The analytic approach to occlusion definitely does seem like a "humbling parallelism" type of problem on the GPU. My curiosity is leading me to explore it, and it may be reasonable if I find alternatives to large GPU sorts (although I understand you've done some work on that recently). I think the Vello approach is very likely the superior option for the best general quality/performance tradeoff.
raphlinus|1 year ago
If I were going to take it on, I'd start with BVH construction - the H-PLOC paper at the latest HPG [1] looks promising - then traverse down the hierarchy until you get very small number of path segments so you can pairwise compare them. Obviously any time there is an intersection you need at least the two segments.
This seems hard to me, humbling even. I mean, overlap removal is hard enough on the CPU, especially because it's so sensitive to numerical robustness, and doubly so for curves.
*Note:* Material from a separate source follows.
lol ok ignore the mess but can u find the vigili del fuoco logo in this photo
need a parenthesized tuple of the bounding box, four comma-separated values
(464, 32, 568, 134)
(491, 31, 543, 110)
But I think you'll learn something for trying!
[﹡] https://news.ycombinator.com/item?id=41105102 but it didn't make the front page; I'm holding back promoting it further pending writing a companion blog post.
[1]: https://gpuopen.com/download/publications/HPLOC.pdf
muyyatin2|1 year ago
I've written similar operations[1] that include elliptical arcs AND Bézier curves, and robustness has been an issue. An assortment of polygon clipping approaches use ONLY line segments and fixed precision numbers to work around this.
If I discretize the line segments to 20bits (fixed), potentially in tiles (to reduce inaccuracies), then I can represent exact rational intersections (and parametric t values) with 64-bit numerators and 64-bit denominators[2].
This significantly concerns me about computation cost (and memory if I need to store them), but using this scheme to ensure absolute correctness (and ordering) of intersections does seem to work in CPU proof-of-concepts. Perhaps it is possible to only use this expensive method to disambiguate if it cannot be done from floating-point numbers.
My initial GPU concept imagined a sorting of intersected segments, however a radix sort over a 128-bit object seems like a non-starter, and if I try that, a merge sort may still be viable?
Thank you for the links and recommendations!